We use the Intel compiler on our product (DB2), on Linux and Windows IA32/AMD64, and on OS X (i.e. all our Intel platform ports except SunAMD).
I don't know the numbers, but the performance is good enough that we:
pay for the compiler which I'm told is very expensive.
live with the 2x times slower build times (primarily due to the time it spends acquiring licenses before it allows itself to run).
PHP - Compilation from source, with ICC rather than GCC, should result in a 10 % to 20 % speed improvment - http://www.papelipe.no/tags/ez_publish/benchmark_of_intel_compiled_icc_apache_php_and_apc
MySQL - Compilation from source, with ICC rather than GCC, should result in a 25 % to 50 % speed improvment - http://www.mysqlperformanceblog.com/files/presentations/LinuxWorld2005-Intel.pdf
I used to work on a fairly large signal processing system which ran on a large cluster. We used to reckon for heavy maths crunching, the Intel compiler gave us about 10% less CPU load than GCC. That's very unscientific but it was our experience (that was about 18 months ago).
What would have been interesting is if we'd been able to use Intel's math libraries as well which use their chipset more efficiently.
I used UnixBench (v. 5.1.3) on an openSUSE 12.2 (kernel 3.4.33-2.24-default x86_64), and compiled it first with GCC, and then with Intel's compiler.
With 1 parallel copy, UnixBench compiled with Intel's is about 20% faster than the version compiled with GCC.
However this hides huge differences. Dhrystone is about 25% slower with Intel compiler, while Whetstone runs 2x faster.
With 4 copies of UnixBench running in parallel, the improvement of Intel compiler over GCC is only 7%. Again Intel is much better at Whetstone (> 200%), and slower at Dhrystone (about 20%).

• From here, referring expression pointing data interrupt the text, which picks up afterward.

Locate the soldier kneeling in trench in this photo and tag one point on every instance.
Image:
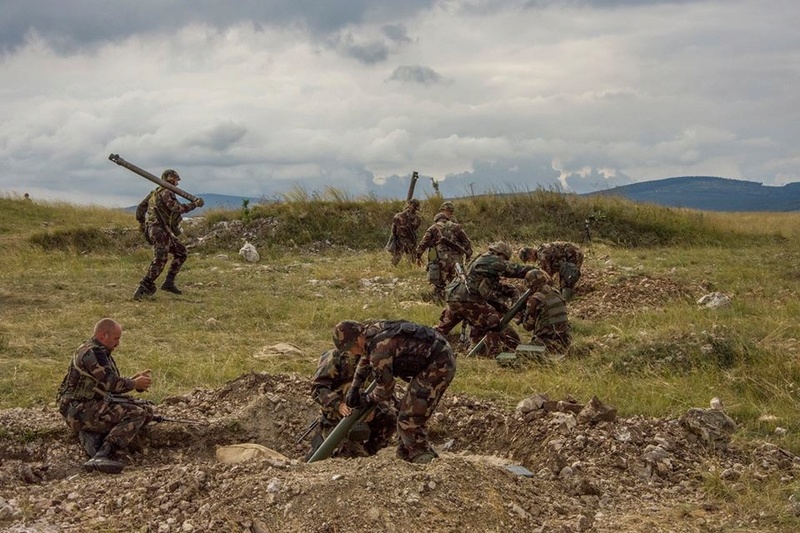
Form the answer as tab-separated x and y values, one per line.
85	399
329	387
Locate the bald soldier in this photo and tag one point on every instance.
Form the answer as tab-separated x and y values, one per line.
103	426
399	349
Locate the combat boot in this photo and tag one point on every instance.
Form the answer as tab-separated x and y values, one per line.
102	461
91	441
169	285
146	288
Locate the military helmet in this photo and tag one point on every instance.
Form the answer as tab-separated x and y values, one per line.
501	248
169	173
346	333
536	279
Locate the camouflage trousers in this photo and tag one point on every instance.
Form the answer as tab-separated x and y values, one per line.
483	319
164	243
423	394
405	247
382	424
120	422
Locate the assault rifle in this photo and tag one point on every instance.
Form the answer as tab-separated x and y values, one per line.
510	314
121	398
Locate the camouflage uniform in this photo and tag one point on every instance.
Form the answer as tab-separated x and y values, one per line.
335	372
404	233
160	212
81	398
550	255
416	354
483	301
447	244
545	316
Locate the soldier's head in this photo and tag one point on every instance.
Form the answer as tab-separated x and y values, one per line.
170	176
107	332
502	249
536	279
527	254
346	336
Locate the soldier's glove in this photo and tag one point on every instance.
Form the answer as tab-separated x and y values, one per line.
353	398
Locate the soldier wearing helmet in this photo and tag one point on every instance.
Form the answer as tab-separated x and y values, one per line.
557	258
417	354
404	233
545	314
446	244
482	299
448	209
159	216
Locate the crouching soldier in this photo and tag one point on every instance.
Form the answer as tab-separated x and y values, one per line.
329	387
399	349
558	257
103	426
545	314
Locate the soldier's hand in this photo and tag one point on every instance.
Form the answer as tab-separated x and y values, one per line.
353	398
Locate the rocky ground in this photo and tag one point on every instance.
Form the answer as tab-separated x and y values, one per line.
550	465
580	471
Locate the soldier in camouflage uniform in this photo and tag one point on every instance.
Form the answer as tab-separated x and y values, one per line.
446	244
545	314
103	426
558	257
404	233
399	349
483	299
159	216
331	382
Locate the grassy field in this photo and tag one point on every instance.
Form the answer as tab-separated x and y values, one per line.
63	267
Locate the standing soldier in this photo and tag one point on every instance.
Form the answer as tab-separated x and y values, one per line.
545	314
558	257
331	382
404	233
399	349
448	209
446	244
159	216
483	300
103	426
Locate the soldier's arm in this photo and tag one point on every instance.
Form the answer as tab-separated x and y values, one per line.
172	203
382	360
325	383
95	363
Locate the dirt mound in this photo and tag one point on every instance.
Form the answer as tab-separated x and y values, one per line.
499	470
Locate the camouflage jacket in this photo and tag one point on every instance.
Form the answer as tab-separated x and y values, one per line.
484	273
163	208
550	254
396	348
448	239
92	374
334	374
545	311
405	225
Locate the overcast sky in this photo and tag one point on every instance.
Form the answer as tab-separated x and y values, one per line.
255	97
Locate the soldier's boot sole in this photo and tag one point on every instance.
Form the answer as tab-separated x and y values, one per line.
104	465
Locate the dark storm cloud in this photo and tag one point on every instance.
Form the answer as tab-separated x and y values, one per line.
86	22
416	74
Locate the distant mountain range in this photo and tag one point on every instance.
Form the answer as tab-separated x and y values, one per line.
705	193
709	193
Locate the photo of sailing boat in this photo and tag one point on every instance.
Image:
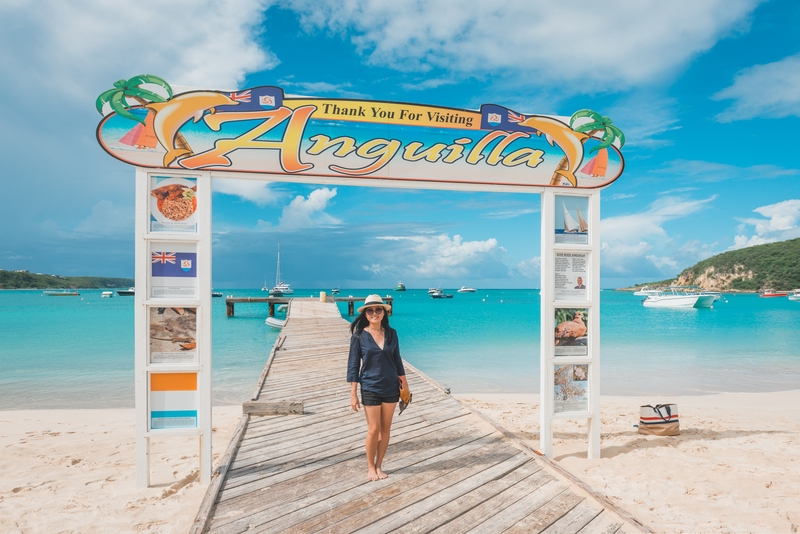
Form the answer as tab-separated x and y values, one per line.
571	226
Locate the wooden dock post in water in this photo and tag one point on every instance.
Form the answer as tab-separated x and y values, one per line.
449	470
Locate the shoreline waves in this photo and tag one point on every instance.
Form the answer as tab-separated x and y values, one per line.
732	469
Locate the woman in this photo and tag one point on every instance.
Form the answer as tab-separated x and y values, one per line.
375	363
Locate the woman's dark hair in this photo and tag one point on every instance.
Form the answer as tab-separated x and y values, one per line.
361	322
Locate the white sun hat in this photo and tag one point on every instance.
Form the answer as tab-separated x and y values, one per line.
374	300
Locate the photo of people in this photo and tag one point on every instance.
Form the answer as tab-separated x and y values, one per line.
571	332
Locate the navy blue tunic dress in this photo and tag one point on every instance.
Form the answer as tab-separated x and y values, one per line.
378	370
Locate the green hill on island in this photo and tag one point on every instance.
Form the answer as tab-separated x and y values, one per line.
26	280
774	265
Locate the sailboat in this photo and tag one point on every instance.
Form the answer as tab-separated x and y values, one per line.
281	288
571	225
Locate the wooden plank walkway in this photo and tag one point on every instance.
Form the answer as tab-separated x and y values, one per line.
449	470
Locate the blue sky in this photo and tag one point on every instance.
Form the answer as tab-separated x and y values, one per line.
707	93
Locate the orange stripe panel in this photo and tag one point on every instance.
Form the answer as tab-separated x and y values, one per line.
173	382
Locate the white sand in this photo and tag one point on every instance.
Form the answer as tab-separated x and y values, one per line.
75	471
734	468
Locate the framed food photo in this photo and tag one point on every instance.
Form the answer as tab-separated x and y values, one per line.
173	204
571	388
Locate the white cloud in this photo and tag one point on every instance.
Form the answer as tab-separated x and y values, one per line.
309	212
768	90
627	239
260	193
621	196
530	268
780	223
106	219
710	171
545	41
509	214
83	47
440	256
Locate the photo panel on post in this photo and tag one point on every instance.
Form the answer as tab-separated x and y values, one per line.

Many optimizations which the Intel compiler performs routinely require specific source syntax and use of -O3 -ffast-math for gcc. Unfortunately, the -funsafe-math-optimizations component of -ffast-math -O3 -march=native has turned out to be incompatible with -fopenmp, so I must split my source files into groups named with the different options in Makefile. Today I ran into a failure where a g++ build using -O3 -ffast-math -fopenmp -march=native was able to write to screen but not redirect to a file.
One of the more egregious differences in my opinion is the optimization by icpc only of std::max and min where gcc/g++ want the fmax|min[f] with -ffast-math to change their meaning away from standard.